La deuxième hypothèse, qui s'insère dans cette perspective, se trouve elle aussi partiellement
confirmée. Ceci est cohérent avec l'hypothèse d'origine kantienne selon laquelle les directes
intéressés seront moins inclines à recourir à la guerre: il paraît que là où les gouvernements doivent
non seulement faire face à une participation populaire, mais aussi se trouvent plus contraints –
directement ou indirectement – par les préférences de la population, le risque de guerre civile tombe
drastiquement. On imagine donc que dans des telles situations le gouvernement central serait obligé
à chercher la médiation dans des situations de conflit.

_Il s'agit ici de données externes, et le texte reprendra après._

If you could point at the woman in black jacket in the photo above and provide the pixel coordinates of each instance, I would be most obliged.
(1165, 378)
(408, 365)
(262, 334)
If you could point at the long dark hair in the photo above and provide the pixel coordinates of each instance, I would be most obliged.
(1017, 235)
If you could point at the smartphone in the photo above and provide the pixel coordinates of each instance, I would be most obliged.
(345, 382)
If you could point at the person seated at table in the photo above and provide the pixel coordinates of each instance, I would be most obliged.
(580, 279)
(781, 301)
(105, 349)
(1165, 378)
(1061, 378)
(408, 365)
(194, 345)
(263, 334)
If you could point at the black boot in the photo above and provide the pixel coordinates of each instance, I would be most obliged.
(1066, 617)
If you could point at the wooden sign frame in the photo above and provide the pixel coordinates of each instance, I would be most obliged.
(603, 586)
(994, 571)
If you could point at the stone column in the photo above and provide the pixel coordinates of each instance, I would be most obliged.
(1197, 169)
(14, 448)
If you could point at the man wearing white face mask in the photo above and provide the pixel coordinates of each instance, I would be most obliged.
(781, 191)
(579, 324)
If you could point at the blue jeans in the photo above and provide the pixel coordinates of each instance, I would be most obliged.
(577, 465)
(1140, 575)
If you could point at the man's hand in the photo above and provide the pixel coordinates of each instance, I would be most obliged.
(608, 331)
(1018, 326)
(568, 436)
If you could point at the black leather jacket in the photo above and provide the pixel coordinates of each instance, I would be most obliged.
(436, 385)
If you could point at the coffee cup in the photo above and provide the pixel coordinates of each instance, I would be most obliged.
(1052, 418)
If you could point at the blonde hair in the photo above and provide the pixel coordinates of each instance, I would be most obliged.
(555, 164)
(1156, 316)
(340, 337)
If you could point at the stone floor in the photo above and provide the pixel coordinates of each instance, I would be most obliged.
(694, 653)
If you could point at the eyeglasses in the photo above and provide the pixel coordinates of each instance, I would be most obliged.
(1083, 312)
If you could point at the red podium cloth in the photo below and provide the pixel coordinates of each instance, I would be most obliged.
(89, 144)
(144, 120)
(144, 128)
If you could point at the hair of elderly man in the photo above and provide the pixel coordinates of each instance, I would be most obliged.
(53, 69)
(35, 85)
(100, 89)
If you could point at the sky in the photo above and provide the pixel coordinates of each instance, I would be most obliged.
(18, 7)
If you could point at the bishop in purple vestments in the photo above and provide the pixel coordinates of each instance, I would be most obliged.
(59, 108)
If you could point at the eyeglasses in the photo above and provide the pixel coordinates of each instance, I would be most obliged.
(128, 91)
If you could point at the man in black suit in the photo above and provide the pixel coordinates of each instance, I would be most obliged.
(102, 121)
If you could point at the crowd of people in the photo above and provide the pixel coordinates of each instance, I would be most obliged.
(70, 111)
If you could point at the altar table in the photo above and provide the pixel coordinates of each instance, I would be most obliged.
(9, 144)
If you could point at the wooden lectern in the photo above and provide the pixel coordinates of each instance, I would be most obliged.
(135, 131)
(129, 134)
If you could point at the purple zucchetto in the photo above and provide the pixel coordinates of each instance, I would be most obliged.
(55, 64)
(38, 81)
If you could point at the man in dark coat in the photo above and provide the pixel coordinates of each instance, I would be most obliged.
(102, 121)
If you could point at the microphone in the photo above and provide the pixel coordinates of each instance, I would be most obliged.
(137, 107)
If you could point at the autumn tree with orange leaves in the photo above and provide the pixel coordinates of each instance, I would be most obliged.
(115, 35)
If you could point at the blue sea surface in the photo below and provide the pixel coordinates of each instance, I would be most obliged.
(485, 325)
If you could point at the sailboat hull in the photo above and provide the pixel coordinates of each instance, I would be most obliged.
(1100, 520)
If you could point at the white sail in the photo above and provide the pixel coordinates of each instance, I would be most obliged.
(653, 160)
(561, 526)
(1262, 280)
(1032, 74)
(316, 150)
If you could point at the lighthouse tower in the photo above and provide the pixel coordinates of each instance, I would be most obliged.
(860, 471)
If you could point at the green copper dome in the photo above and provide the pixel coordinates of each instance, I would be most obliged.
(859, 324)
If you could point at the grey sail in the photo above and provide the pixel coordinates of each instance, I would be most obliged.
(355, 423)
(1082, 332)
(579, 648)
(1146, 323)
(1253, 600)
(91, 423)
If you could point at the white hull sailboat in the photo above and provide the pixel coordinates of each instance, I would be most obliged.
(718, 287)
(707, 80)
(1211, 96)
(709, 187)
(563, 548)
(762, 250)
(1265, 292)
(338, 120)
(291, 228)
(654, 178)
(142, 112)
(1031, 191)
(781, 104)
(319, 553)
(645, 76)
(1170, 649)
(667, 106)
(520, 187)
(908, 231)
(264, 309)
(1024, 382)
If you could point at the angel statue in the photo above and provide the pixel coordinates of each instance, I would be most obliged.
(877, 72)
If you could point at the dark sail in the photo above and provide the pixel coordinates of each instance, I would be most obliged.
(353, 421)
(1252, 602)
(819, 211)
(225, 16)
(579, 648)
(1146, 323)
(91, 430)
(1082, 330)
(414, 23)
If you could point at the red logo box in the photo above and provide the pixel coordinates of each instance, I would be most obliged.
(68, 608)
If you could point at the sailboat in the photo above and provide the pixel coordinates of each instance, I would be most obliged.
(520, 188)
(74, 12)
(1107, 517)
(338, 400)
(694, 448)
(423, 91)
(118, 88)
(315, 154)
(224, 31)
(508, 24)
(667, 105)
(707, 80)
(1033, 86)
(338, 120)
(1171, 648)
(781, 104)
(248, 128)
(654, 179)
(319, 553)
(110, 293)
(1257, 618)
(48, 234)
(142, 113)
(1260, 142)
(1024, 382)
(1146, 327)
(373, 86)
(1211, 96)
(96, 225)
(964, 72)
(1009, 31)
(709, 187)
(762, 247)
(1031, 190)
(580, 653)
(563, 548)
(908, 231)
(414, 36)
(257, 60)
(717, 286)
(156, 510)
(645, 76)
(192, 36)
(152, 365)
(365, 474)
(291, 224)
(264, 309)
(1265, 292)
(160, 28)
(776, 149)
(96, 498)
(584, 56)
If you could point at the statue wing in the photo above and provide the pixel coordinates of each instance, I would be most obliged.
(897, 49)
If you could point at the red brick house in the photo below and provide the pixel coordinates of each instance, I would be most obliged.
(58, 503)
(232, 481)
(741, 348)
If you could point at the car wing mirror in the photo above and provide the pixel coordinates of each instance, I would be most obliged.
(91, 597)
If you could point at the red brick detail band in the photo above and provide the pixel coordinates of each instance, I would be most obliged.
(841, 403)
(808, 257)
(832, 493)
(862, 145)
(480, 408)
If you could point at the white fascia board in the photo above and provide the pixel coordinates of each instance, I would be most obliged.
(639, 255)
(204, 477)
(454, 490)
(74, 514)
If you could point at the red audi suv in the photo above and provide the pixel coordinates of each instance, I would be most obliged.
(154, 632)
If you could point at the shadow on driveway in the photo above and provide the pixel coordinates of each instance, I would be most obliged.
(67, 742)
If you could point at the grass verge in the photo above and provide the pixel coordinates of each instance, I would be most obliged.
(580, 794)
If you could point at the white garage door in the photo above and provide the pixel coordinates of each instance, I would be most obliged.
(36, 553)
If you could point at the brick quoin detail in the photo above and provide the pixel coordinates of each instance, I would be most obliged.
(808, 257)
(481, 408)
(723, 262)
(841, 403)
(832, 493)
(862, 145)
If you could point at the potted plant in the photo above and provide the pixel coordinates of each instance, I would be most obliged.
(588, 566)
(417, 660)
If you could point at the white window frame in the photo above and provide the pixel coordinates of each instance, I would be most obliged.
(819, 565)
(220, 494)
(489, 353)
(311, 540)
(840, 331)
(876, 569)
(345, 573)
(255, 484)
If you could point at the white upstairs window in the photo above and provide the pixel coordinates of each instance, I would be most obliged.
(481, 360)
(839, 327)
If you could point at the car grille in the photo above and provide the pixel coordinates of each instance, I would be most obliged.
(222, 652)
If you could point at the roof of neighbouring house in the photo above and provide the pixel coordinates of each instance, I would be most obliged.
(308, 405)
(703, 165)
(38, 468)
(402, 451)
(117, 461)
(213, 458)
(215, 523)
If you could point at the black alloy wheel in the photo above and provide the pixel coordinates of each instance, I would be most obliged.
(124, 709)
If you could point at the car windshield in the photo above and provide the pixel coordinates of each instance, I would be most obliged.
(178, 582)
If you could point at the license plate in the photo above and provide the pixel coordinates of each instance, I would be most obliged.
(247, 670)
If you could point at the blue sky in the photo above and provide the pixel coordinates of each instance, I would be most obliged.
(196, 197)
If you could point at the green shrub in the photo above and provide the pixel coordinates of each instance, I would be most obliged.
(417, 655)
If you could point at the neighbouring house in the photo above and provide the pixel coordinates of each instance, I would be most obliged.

Il reste pourtant trois limites importants aux tests de mes hypothèses. Premièrement, il y a le fait
que la participation politique n'est pas scindable du reste du régime politique: il est évident qu'un
régime politique qui permet à ses citoyens de participer librement à la vie politique tendra à être un
régime globalement plus démocratique qu'un régime qui réprime la participation. Quel est donc le
« poids spécifique » de la participation, est-ce qu'elle suffit où doit-elle être combinée avec d'autres
éléments pour être efficace?

Deuxièmement, on peut citer un des problème qui est commun à la quasi-totalité des analyses
scientifiques: la participation politique est-elle la cause ou l'effet de la fréquence des guerres
civiles? Il est évident qu'un pays plus pacifique aura plus de possibilité de créer un régime stable et
de concéder plus de droits à ses citoyens. Dans ce travail j'ai proposé une justification causale et j'ai
testé une « simple » corrélation: un travail théorique plus approfondi serait nécessaire pour tracer un
lien causal plus consistent.

En troisième lieu, il y a le fait que mon test partiel considérait seulement le degré de participation
durant l'année où la guerre civile éclate. Il est évident que la décision de prendre les armes ne se
prend généralement pas en 365 jours, mais elle est souvent prise après des années de vie dans une
situation politique, économique et sociale jugée intolérable. Dans une hypothétique continuation de
mon travail j'aurais voulu analyser le degré de participation dans les ans qui précèdent une guerre
civile, en soulignant la « période d'incubation » que porte à l'éclatement des guerres civiles.

Pour finir, ce travail pourrait représenter le début d'une recherche plus ample, focalisé sur la
participation politique ou sur les contraintes à l'exécutif, et fournit – à mon avis – des bases
intéressantes pour pousser vers une analyse de ce type.